I’m Listening

Now that I must run the “is it needed/necessary” program before leaping into my superhero costume to rescue those around me, I am noticing a new trend.  I seem to want to make people happy. Or not necessarily “make” them happy but facilitate their happiness in some way.

There is nothing wrong with that and I do still try to play “Make a Wish” for those in my sphere, but it has been fascinating to observe my go to behavior.  I hear a request and immediately begin to try to figure out how I can make it come true.  Maybe I am the Secret Santa and just never knew it. At least it would appear to be true as I wander about inside of my head.

It is a default setting. I do not have to activate it. The request is spoken into the air and for some reason I believe they are speaking directly to me. Even if I am in a crowd, they must be talking to me. If I hear it, it is mine to do.

The “new” Heather at least does a stop, drop and roll.
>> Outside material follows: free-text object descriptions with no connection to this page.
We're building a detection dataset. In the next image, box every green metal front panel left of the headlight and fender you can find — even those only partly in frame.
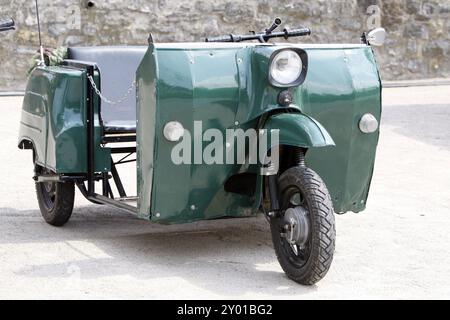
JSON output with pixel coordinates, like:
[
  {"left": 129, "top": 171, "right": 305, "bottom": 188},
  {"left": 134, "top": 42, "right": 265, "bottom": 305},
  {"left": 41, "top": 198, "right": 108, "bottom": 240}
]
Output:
[{"left": 138, "top": 48, "right": 253, "bottom": 223}]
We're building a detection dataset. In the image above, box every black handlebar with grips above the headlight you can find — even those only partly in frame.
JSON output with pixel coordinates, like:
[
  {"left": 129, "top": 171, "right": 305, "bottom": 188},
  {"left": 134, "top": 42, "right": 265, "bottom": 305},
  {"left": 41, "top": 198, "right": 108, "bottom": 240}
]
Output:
[{"left": 205, "top": 28, "right": 311, "bottom": 42}]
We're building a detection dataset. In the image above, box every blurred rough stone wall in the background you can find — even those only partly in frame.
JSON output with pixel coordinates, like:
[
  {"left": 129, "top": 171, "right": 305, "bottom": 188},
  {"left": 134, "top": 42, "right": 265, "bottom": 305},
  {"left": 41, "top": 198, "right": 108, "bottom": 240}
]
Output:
[{"left": 0, "top": 0, "right": 450, "bottom": 90}]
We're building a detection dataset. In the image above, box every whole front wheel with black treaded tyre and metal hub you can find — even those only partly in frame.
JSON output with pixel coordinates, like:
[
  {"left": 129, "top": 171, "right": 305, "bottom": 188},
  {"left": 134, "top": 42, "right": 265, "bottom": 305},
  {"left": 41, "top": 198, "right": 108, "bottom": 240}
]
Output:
[{"left": 270, "top": 166, "right": 336, "bottom": 285}]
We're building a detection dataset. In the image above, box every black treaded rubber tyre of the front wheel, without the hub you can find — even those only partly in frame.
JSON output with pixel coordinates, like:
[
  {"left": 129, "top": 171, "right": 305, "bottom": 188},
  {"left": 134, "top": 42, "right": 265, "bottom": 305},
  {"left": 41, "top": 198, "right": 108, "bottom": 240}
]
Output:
[{"left": 270, "top": 166, "right": 336, "bottom": 285}]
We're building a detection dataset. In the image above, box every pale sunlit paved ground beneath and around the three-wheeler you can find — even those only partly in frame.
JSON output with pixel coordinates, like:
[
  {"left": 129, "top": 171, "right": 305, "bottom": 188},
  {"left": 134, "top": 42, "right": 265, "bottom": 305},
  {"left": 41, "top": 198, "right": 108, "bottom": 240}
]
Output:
[{"left": 0, "top": 86, "right": 450, "bottom": 299}]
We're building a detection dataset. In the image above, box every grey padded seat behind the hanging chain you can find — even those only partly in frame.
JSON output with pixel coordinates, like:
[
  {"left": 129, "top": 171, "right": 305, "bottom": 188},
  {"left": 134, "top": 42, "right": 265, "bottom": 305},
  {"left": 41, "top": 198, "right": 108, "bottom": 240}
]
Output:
[{"left": 68, "top": 46, "right": 147, "bottom": 134}]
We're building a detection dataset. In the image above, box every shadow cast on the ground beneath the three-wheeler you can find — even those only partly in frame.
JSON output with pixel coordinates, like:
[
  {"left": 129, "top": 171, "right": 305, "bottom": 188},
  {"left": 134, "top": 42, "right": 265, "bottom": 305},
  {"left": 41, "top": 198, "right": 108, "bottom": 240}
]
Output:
[{"left": 0, "top": 206, "right": 315, "bottom": 296}]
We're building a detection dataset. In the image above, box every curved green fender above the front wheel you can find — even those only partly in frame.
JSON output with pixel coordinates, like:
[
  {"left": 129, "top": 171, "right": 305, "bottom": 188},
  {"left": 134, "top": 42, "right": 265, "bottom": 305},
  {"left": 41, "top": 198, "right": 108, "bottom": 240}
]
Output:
[{"left": 264, "top": 112, "right": 335, "bottom": 148}]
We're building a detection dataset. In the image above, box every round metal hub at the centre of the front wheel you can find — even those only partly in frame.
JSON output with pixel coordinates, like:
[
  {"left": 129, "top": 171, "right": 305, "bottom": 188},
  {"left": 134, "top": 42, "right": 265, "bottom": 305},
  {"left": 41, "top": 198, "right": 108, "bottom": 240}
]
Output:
[{"left": 284, "top": 206, "right": 310, "bottom": 247}]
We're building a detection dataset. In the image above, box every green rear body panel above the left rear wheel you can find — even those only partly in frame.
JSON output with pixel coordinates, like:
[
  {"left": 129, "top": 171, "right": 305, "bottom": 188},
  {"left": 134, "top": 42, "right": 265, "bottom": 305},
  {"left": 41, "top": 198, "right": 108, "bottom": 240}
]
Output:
[{"left": 19, "top": 67, "right": 110, "bottom": 174}]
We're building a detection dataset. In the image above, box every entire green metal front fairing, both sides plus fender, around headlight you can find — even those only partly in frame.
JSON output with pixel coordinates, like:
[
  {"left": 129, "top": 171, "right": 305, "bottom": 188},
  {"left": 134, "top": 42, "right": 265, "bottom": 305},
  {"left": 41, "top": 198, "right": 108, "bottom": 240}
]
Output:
[{"left": 137, "top": 45, "right": 381, "bottom": 223}]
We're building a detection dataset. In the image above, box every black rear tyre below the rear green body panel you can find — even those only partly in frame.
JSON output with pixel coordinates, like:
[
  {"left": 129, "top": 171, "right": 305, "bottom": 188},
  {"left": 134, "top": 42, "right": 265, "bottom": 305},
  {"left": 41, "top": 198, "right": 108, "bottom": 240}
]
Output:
[{"left": 36, "top": 174, "right": 75, "bottom": 227}]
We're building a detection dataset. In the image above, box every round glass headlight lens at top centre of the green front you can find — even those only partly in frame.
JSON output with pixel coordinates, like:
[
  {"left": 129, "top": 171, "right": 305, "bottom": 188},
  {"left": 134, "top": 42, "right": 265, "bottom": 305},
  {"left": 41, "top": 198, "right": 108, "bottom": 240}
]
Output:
[{"left": 270, "top": 50, "right": 303, "bottom": 86}]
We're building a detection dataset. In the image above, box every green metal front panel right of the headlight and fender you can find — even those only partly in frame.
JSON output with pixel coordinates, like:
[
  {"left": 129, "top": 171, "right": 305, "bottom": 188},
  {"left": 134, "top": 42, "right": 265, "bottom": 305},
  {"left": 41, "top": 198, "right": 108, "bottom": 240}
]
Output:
[{"left": 295, "top": 47, "right": 381, "bottom": 212}]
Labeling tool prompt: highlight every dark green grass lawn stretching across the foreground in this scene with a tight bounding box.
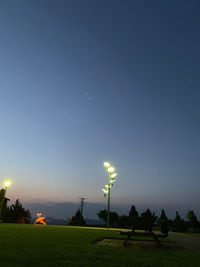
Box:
[0,224,200,267]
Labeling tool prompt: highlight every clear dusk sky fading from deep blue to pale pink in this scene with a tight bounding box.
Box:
[0,0,200,219]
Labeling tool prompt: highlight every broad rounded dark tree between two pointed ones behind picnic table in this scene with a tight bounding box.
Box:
[140,209,157,232]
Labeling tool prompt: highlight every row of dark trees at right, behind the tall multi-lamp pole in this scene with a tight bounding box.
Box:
[97,206,200,233]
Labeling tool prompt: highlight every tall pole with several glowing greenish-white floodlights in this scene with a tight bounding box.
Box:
[102,162,117,228]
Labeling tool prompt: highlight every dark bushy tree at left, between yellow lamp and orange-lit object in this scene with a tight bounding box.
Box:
[4,199,31,224]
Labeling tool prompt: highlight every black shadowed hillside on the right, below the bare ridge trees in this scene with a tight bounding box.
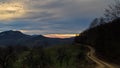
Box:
[75,18,120,64]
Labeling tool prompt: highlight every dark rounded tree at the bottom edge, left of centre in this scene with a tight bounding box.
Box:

One might call it a five second delay to assess the call to action.  Perhaps it is being the granddaughter of a fireman who used horse drawn trucks – I hear the alarm and step in to await the drop of the halter as I paw at the ground to get out the door.

Today as I was driving and reviewing the requests (to be perfectly honest some are not even requested but dreamt up by me as lovely things to do to make life easier for someone), I noted that my goal in all of it is to make people happy. Or my perception of their happiness and needs. I then traveled back in time to me as a kid. All I ever wanted to do was make people happy or happier. I could sense sadness, anger, upset and just wanted it to stop for them. Not so much for me, but since I was instinctually happy, I wanted it for others.

I wanted to make life easier or less stressful. I would note the things that made people laugh and store them in their personal files.  My mother laughed at very different things than my father, so they had separate material. I was a good observer and evidently had a gift of sensing what was needed and a desire to provide for their needs. Over the years I have had plenty of evidence that most people are not that interested in being happy, at least not in the way I perceive it.

There is nothing much I can do about that and luckily, I no longer feel it is my job to be the court jester for the world. Nor do I need to solve the myriad of problems that pass by my ears.  Being discerning in my offerings is better for everyone. I am still open for business, but taking fewer applications these days.

Heather Cronrath

Heather Cronrath had a non-traditional, traditional start with a BS and MBA in consumer behavior and advertising.  She is an author, motivational speaker, stand-up comic and metaphysical pragmatist.